The Mudcat Café TM
Thread #46310 Message #3889398
Posted By: Brian Peters
20-Nov-17 - 05:08 AM
Thread Name: Origin: Saint James Infirmary Blues
Subject: RE: Origin: Saint James Infirmary Blues
"what exactly are the consequences of this bloke ever having come across an American version of the Unfortunate Rake"
Perhaps this comment is a timely reminder that when a bunch of specialists get to discussing fine details, then the overall picture may be obscured. I still like to think of Mudcat as a resource for the curious, so, to briefly answer your question:
It's been accepted wisdom for many years in the folk revival that an English song called 'The Unfortunate Rake' was the precursor of 'St James Infirmary' partly because of the funeral arrangements with six pall bearers etc, but also because there were thought to be versions of the English song set in 'St James' Hospital'.
More recently, some researchers like Karen here have disputed this, on the grounds that no English versions of the song actually mention 'St James Hospital', a line that seems to been interpolated into the song by Bert Lloyd, from an Appalachian version.
There is a single Irish version (Tom Lenihan's) that does include the 'St James' line. But this was collected after the Louis Armstrong recording had become a hit, so the possibility arises that 'St James' went into the Irish version from America, not the other way round. There are plenty of examples of traditional singers being influenced by commercial recordings, but in this case there are strong reasons (as Jim and I have explained) to believe otherwise.

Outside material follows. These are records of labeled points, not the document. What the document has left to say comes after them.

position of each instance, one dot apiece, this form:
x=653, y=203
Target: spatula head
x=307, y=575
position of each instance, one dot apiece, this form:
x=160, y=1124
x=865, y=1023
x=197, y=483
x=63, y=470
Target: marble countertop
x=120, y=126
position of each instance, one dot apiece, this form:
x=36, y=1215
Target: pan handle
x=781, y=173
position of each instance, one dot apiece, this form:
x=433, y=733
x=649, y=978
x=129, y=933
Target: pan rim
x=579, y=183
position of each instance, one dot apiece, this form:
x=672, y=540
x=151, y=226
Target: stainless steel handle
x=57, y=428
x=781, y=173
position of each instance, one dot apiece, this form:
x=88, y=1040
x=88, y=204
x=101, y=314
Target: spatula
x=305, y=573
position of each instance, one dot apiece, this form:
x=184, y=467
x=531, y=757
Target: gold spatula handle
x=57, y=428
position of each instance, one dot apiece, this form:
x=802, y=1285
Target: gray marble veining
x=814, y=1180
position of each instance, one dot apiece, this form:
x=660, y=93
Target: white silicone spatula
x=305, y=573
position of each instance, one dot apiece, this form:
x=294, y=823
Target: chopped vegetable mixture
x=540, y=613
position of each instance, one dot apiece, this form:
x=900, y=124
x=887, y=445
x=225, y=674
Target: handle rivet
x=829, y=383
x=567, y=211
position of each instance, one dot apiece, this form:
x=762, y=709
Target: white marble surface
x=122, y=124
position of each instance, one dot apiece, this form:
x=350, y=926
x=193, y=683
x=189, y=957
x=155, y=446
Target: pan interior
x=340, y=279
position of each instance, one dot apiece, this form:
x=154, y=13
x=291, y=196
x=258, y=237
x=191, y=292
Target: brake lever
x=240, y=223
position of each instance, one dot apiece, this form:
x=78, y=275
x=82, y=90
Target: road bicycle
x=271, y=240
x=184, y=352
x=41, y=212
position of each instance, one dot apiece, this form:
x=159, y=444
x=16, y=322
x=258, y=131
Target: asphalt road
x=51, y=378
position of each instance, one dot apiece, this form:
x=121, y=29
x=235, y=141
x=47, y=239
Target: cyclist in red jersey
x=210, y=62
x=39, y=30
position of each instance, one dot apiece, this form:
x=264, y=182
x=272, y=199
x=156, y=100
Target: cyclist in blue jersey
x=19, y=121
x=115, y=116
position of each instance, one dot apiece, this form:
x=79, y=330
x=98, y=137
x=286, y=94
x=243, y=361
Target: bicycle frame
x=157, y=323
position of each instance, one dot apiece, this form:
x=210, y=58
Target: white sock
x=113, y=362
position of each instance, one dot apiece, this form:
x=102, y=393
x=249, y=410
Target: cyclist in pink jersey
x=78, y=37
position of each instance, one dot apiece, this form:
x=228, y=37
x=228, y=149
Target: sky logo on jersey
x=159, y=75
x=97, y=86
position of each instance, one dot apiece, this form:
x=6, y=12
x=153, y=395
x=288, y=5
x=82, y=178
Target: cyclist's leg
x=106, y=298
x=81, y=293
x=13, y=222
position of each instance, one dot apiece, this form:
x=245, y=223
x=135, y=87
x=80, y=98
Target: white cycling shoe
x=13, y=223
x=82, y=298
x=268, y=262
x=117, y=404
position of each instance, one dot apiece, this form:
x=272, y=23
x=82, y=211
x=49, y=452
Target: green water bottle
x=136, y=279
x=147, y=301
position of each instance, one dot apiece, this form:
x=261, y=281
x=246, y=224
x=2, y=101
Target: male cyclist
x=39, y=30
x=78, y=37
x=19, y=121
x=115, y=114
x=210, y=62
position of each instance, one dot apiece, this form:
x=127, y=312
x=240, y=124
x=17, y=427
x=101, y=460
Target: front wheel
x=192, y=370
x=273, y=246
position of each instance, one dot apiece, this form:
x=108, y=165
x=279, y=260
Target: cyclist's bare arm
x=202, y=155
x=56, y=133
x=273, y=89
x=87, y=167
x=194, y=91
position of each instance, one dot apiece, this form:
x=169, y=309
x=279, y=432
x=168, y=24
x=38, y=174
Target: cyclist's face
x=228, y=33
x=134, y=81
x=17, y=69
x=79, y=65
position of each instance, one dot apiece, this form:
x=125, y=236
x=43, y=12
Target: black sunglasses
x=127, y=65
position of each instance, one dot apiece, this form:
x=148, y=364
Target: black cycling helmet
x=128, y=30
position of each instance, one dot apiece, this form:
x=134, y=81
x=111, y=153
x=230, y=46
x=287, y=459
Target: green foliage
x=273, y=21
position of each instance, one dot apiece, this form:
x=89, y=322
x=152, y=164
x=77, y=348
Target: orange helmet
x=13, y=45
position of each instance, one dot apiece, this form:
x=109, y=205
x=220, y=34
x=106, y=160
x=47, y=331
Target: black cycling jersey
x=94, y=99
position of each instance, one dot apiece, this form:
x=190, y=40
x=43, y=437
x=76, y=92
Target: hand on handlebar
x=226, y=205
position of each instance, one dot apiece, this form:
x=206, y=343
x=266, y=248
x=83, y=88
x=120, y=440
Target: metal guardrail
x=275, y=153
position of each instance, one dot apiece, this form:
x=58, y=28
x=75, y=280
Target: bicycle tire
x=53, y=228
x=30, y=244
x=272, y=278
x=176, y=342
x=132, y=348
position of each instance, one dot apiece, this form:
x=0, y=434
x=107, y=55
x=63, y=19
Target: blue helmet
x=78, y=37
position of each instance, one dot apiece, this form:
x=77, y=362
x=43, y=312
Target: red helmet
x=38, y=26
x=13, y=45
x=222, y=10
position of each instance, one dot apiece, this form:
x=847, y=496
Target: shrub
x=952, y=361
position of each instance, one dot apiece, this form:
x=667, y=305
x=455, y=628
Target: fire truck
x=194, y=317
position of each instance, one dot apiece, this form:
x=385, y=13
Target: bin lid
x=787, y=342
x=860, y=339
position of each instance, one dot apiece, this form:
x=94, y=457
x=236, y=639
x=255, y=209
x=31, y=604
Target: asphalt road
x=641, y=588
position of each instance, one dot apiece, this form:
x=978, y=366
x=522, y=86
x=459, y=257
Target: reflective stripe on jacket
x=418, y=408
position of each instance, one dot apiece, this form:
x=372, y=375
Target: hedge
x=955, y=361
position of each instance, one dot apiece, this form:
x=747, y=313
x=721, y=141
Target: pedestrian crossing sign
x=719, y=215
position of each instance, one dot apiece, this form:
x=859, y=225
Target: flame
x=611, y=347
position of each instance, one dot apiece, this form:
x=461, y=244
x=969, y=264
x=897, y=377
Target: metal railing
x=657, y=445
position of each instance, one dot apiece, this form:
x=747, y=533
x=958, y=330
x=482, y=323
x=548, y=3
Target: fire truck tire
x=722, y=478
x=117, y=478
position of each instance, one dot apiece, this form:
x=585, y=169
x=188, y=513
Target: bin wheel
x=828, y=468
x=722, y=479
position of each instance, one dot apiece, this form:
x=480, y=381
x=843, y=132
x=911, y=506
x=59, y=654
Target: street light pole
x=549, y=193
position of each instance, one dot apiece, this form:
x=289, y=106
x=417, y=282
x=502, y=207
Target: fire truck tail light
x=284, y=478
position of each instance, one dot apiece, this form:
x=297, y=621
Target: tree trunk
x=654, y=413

I don't know whether or not this will convince you that it's a matter of great import when the rest of the world is falling apart around our ears, but to those of us interested in this kind of stuff it certainly is.
"Not knowing a lot about music. I never really understood about how the Streets of Laredo related in any way to St James's Infirmary."
In many ways you'd regard them as different songs, but the basic plot is that someone has died and a funeral is being arranged. Then compare:
Get six jolly cowboys to carry my coffin,
Get six pretty maidens to bear up my pall
Get six gamblers to carry my coffin
Six chorus girls to sing me a song
Too close to be coincidental, I would think. Then you have less well-known versions of the cowboy song that include the line: 'As I passed by Tom Sherman's bar room', which chimes with 'old Joe's bar-room'.
Just because it's a great recording, here's Tom Sherman's bar-room.
And, again because it's a wonderful performance that deserves its own blue clicky, here's Iron Head Baker's version, which includes verses that look like they belong to English, cowboy and jazz versions.
It's not easy to determine the exact sequence of events, but the three songs are very clearly entangled.